Wednesday, November 9, 2011

Can you ever really know someone?

I used to think that I could read people well, especially the men in my life. You talk with someone intimately for enough time and you get to know them really well. You live with them for long enough and you know them even better. Spend a lifetime with someone and you really begin to think you know them inside and out. But do we ever truly know someone? We all have walls that we put up, walls that we hide behind, even the most open among us have these walls. I like to think I'm about as open and honest as you can get, and yet there are parts of me that are saved just for me.

If you're like me and watch a lot of true crime shows, you would've heard countless times that the people closest to some pretty sick individuals really had no idea there was this side to them. I was watching this show the other day, "The Devil I Know", I think it was. There was this woman who was married to this sweet and gentle man. He wasn't perfect, but seemed as normal as the next person. It turns out he was a serial killer who preyed on young women. His wife and step daughter really had no idea. There was a time when I would have thought the woman had to be pretty darn stupid, but not anymore.
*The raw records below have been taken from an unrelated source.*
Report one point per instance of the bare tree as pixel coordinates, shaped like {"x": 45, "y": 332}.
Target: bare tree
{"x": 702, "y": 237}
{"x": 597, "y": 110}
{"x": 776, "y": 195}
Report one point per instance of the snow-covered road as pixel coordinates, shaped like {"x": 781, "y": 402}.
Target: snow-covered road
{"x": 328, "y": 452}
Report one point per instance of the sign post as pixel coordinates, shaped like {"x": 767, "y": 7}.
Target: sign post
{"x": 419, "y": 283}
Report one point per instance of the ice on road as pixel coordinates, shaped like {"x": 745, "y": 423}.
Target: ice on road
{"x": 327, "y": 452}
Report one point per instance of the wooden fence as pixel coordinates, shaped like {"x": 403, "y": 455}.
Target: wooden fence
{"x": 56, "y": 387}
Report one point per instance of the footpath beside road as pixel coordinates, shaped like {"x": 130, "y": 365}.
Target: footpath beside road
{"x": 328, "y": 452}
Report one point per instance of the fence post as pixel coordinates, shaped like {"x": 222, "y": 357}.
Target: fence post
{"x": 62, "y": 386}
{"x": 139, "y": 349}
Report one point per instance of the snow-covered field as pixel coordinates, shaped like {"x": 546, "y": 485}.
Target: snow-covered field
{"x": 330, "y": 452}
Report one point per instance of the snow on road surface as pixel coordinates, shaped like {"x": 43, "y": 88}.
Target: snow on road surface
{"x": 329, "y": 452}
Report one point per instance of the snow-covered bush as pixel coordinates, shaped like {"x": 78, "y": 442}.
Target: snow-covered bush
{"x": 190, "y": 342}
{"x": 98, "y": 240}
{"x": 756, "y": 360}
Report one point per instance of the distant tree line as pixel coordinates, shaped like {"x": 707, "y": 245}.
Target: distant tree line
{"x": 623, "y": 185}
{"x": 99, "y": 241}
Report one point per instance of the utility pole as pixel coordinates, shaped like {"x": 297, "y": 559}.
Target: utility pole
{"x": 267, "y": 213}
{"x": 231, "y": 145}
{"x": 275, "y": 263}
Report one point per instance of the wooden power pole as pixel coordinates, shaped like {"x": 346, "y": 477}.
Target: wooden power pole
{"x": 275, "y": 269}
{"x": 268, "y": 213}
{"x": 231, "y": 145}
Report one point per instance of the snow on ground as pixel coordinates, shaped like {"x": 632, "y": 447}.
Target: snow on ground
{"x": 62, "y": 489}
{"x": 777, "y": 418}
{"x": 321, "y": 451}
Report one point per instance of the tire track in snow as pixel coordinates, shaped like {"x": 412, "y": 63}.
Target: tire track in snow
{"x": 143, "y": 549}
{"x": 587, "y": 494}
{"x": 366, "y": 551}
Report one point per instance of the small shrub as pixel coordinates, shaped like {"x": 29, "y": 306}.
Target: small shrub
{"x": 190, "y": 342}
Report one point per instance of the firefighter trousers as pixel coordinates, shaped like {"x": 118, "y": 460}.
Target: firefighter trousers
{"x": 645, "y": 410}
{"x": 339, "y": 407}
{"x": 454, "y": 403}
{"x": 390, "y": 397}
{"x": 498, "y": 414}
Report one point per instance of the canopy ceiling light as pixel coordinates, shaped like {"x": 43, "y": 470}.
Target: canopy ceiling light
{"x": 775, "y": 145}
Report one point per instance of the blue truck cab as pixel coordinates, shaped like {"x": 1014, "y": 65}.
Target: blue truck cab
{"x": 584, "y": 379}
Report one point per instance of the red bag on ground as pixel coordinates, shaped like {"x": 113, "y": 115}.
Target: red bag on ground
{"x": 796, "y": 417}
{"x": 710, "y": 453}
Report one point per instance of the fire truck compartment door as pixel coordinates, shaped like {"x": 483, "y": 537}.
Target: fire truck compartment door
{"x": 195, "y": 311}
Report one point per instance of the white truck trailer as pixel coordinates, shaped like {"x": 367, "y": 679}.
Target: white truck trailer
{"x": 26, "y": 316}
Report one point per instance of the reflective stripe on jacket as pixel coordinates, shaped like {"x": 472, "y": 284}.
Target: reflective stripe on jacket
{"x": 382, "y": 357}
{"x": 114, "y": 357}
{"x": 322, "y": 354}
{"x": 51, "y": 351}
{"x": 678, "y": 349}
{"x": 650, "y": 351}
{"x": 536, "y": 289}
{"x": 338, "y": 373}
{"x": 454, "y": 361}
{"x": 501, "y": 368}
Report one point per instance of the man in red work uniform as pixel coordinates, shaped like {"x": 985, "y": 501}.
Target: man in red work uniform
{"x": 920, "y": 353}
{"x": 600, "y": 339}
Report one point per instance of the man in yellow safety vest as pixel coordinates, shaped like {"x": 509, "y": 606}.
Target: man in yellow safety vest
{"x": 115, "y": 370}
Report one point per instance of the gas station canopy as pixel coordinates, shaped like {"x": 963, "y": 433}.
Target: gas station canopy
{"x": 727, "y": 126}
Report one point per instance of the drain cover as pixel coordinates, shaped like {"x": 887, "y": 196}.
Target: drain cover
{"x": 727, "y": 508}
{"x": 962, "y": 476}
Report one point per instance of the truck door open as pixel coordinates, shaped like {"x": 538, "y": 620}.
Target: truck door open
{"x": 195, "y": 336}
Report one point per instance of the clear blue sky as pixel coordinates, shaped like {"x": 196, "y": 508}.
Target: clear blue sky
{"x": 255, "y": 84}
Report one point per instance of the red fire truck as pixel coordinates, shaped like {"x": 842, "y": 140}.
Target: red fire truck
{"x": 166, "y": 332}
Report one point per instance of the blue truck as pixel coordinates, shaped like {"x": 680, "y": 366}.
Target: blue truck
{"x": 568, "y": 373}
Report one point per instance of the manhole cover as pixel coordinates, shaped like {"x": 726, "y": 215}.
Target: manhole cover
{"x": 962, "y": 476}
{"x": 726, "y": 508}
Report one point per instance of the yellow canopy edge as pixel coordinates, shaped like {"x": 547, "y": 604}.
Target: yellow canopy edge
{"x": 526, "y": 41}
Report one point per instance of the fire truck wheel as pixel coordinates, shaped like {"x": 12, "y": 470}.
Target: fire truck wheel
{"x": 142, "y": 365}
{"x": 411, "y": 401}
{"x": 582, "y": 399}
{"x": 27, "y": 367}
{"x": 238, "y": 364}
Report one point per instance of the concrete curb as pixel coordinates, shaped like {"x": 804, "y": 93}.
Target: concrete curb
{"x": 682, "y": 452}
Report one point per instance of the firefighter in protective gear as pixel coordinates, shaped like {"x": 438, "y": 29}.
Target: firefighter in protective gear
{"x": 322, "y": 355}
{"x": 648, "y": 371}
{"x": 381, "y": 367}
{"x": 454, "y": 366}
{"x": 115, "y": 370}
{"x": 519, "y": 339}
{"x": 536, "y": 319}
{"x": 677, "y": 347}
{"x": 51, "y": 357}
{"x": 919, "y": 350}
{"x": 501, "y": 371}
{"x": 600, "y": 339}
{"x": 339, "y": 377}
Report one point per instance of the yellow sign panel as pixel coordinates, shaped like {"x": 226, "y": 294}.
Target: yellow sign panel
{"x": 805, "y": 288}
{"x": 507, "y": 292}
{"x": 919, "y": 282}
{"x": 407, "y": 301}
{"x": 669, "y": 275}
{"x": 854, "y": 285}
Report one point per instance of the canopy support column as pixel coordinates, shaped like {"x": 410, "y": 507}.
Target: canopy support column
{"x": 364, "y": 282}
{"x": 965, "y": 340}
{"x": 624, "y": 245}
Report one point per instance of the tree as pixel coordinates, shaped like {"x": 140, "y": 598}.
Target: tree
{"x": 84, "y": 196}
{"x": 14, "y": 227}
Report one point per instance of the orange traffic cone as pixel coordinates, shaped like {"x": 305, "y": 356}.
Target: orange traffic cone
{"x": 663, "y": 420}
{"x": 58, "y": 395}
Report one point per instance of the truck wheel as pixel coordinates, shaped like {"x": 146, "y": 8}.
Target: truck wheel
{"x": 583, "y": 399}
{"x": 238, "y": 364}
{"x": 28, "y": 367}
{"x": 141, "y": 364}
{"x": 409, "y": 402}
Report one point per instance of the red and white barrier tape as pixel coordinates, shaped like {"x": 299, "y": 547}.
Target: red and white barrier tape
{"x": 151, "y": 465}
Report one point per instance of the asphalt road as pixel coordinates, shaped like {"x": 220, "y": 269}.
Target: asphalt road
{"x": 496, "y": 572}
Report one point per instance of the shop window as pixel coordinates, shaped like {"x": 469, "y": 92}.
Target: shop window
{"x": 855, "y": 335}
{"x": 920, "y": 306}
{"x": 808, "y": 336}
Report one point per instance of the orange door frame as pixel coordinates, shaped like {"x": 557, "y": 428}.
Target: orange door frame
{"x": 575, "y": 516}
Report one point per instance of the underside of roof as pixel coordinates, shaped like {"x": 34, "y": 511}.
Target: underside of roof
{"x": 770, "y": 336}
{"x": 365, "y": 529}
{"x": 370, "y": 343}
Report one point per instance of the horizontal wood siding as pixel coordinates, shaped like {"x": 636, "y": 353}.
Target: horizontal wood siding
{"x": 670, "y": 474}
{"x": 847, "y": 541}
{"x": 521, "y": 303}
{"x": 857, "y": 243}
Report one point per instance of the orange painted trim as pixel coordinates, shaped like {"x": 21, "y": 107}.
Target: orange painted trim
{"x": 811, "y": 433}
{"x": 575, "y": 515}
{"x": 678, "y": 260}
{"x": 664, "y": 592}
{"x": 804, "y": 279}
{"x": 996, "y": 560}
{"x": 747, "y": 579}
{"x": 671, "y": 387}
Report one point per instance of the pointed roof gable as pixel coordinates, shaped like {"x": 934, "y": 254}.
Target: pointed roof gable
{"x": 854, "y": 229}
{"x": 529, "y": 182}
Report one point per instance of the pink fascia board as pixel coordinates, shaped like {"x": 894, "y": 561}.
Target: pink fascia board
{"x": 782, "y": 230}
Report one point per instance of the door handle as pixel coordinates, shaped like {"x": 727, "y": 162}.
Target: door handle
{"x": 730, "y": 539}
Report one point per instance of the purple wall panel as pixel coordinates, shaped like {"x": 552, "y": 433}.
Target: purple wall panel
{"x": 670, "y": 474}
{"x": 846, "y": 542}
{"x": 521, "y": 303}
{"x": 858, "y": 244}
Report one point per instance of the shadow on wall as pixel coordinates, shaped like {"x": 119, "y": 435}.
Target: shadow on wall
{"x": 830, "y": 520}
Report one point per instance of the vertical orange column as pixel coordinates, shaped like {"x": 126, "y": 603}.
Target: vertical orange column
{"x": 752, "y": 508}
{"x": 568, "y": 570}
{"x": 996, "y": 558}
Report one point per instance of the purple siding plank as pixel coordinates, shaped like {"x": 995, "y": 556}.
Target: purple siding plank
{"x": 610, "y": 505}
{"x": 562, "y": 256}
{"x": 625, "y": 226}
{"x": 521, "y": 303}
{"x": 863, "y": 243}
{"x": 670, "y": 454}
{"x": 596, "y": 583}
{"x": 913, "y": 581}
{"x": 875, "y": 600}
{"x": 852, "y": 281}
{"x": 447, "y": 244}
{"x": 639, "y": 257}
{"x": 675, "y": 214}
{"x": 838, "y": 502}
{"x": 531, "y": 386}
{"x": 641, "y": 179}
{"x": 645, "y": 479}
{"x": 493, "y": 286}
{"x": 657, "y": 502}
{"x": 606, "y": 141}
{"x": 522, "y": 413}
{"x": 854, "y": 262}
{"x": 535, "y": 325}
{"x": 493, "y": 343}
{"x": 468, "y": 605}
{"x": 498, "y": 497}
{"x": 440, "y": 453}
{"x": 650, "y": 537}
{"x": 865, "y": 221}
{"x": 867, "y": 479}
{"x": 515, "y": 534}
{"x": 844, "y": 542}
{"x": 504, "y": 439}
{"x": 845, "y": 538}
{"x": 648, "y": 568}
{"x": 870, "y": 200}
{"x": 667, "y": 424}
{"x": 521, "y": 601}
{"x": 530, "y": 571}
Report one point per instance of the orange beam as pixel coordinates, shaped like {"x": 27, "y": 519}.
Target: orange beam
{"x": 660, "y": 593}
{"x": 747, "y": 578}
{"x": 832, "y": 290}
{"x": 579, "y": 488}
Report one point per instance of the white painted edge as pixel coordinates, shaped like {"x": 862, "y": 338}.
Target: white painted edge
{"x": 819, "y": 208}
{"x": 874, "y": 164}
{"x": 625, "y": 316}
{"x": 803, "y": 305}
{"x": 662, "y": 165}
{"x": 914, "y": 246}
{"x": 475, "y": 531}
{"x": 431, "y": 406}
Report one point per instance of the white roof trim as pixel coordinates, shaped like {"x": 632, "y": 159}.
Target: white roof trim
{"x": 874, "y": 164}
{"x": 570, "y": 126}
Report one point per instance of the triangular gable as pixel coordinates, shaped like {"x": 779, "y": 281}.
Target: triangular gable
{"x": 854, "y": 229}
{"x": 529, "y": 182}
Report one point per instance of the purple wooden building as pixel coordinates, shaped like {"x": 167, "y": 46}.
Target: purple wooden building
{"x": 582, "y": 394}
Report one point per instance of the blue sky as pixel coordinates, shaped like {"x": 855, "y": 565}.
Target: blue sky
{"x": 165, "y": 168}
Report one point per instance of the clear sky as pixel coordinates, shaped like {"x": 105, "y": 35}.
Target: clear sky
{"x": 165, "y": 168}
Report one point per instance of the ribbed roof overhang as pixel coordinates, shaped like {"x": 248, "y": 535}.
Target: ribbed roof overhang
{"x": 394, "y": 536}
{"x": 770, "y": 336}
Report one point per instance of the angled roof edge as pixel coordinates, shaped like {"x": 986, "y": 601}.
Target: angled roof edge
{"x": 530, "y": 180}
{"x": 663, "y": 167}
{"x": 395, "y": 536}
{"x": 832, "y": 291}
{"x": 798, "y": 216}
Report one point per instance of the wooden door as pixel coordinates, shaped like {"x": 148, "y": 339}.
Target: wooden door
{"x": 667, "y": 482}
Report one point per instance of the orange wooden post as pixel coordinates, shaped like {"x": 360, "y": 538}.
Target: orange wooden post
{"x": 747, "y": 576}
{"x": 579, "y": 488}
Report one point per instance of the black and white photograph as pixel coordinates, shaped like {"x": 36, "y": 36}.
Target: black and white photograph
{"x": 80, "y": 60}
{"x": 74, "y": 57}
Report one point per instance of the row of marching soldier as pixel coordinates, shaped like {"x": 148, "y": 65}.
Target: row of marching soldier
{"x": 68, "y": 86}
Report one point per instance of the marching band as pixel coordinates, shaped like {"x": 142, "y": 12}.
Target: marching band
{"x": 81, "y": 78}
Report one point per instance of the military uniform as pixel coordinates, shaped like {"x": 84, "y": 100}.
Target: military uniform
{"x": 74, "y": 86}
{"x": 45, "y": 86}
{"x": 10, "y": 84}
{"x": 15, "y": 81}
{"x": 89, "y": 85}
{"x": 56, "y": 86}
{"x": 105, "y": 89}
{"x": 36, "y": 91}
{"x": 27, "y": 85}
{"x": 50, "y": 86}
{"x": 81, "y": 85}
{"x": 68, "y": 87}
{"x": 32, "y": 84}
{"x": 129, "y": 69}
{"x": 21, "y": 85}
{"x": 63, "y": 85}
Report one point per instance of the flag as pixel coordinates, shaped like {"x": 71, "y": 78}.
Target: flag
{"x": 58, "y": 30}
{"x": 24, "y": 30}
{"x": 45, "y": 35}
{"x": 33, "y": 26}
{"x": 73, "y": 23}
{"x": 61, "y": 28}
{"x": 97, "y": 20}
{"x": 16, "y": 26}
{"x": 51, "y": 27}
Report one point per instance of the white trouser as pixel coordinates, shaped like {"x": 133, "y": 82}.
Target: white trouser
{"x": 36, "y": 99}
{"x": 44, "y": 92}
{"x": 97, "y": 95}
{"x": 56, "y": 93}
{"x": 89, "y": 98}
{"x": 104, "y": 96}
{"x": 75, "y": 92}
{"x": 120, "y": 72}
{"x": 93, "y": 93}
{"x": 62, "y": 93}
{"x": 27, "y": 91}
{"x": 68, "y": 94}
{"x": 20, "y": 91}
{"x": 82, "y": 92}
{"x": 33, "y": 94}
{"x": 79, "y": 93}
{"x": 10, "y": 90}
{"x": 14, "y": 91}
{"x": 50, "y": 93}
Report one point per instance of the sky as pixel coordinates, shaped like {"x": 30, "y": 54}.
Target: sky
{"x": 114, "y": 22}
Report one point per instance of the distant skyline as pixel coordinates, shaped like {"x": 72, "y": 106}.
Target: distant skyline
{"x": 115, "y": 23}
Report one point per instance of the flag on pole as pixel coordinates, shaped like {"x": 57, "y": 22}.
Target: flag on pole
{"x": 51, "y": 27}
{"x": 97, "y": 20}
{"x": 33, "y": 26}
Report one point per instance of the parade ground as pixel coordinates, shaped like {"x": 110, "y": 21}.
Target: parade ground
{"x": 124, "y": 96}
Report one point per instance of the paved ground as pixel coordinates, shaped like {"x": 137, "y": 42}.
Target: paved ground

All we ever really know about anyone is what they let us see of them. Some people hide more than others, but we all hide something. I think it's necessary to keep certain parts of ourselves where no one else is allowed, it keeps the sense of self. And let's face it, if most of us shared every single part of us with the world, we'd likely be institutionalized.

There are some things that can alert us to what a person is truly like, the warning signs. But for one reason or another, usually being in love, we talk ourselves out of those warning signs. Being in love is a heady experience, I know, I've been there a time or two, thought I was in love even more times than I care to admit. Even worse, and it's usually us women who do this, we see the warning signs but think we can change this flaw we've seen in a man. I never went into any relationship with a man thinking I could change him. I was one of the ones who saw warning signs and talked myself right out of them. I'm sure many of us have. There's truth in the old adage, "love is blind." I like to people watch, particularly those in romantic relationships. Ever seen someone you know who is in love with totally the wrong person for them but they can't see it because they're in the height of being in love? You can see it's a train wreck waiting to happen. Even if you said something they likely wouldn't listen to you anyway. It would be great if we could step outside of ourselves and see the other person we're in love with the way that others do, wouldn't it? No, most of us walk around like we're on crack when we're in love, blind to the bad part of it and only wanting the high of it all. Despite having been burned by not really knowing someone many times, I still wouldn't want it any other way. I choose to believe that most of us are basically good and we shouldn't let the few bad ones color our view of the good ones. Besides, if you truly never know someone completely, you'll spend a lifetime of learning about them. Like anything else in life, sometimes there's sorrow that comes from being in love with the wrong person. But there's a lot of joy in getting to know someone.